The following article exclusively pertains to a Graylog Enterprise feature or functionality. To learn more about obtaining an Enterprise license, please contact the Graylog Sales team.
Archiving allows you to configure a retention period and automatically delete older messages. Configuring a retention period helps you to control the costs of storage in Elasticsearch and allows you to store data for long periods of time to comply with HIPAA, PCI, or other requirements.
The Archiving functionality archives log messages until you need to re-import them into Graylog for analysis. You can instruct Graylog to automatically archive log messages to compressed flat files on the local file system, or to an S3-compatible object storage, before retention cleaning kicks in and messages are deleted from Elasticsearch. Archiving works through a REST call or the web interface, if you don’t want to wait until retention cleaning happens. Flat files are vendor-agnostic, so your data is always accessible.
Here are your options to manage and maintain archived files:
- Move them to inexpensive storage or write them on tape.
- Print them out if you need physical access to these files.

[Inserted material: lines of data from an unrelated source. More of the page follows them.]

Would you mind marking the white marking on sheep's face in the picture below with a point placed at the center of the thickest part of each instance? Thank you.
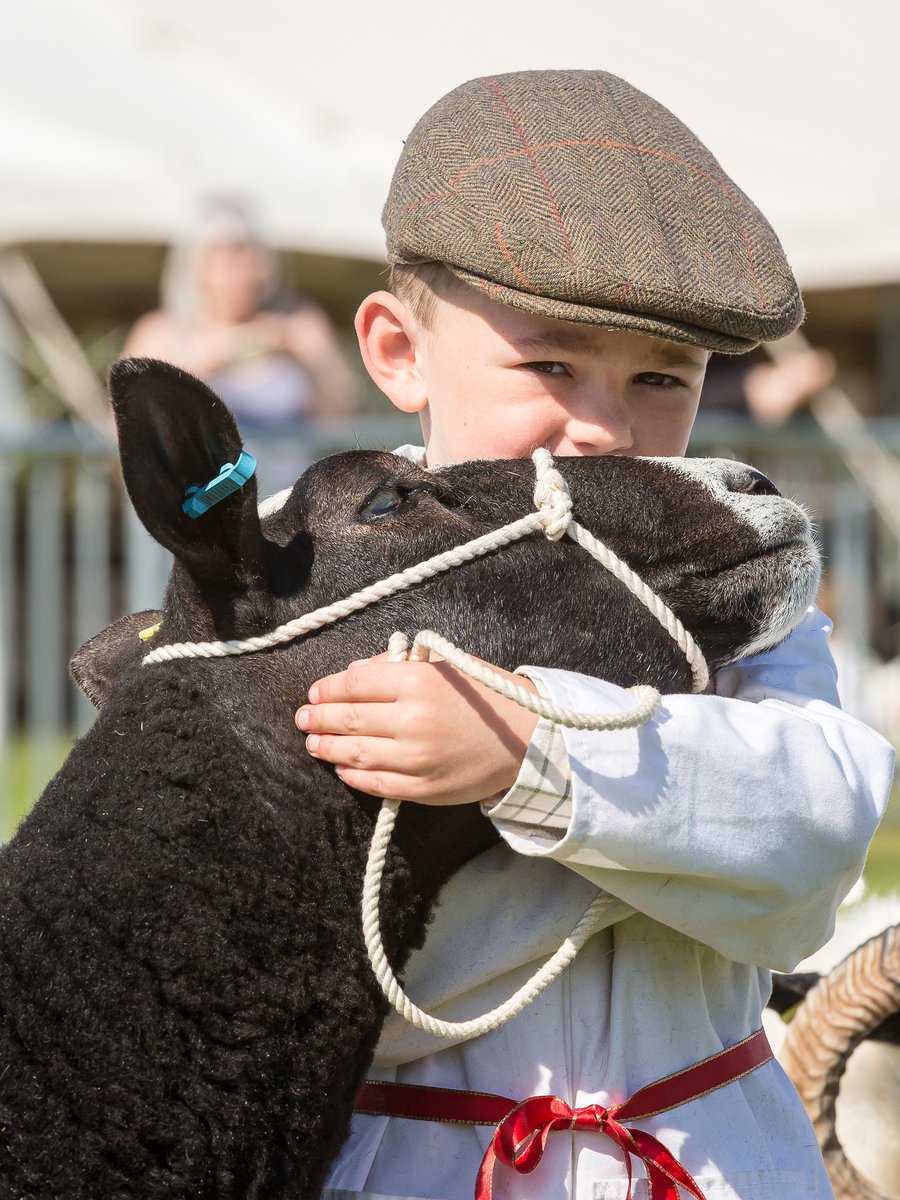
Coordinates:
(779, 525)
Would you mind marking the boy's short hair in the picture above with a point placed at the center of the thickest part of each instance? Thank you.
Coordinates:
(575, 196)
(420, 285)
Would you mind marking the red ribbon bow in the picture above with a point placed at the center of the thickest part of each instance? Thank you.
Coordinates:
(521, 1132)
(521, 1138)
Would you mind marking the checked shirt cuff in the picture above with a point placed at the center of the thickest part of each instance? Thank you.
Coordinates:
(539, 803)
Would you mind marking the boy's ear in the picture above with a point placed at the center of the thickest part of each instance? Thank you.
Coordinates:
(389, 341)
(96, 665)
(174, 433)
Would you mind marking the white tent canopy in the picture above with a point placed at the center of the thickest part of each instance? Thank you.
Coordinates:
(118, 115)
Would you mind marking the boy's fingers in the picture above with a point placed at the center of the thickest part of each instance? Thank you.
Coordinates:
(370, 679)
(372, 719)
(363, 754)
(381, 783)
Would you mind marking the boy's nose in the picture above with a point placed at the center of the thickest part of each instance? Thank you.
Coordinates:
(600, 430)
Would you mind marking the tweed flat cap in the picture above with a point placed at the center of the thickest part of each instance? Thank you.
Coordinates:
(573, 195)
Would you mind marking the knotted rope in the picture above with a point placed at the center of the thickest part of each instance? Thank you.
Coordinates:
(553, 517)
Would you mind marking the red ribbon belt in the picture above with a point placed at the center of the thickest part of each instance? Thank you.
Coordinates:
(522, 1128)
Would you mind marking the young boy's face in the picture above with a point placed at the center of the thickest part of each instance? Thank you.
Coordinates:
(499, 382)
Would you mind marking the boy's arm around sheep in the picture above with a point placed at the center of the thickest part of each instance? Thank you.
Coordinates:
(741, 819)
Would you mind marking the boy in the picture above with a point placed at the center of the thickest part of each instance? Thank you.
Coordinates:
(567, 255)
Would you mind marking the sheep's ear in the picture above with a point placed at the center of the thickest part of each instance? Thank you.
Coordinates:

- Move any selection of archived messages back into the Graylog archive folder, so that you can search through, and analyze, archived data through the web interface.
Installation
Archiving is part of the Graylog Operations plugin. Please check the Graylog Operations setup page for installation instructions.
Configuration
You can configure the Graylog Archive via the Graylog web interface without any configuration file changes.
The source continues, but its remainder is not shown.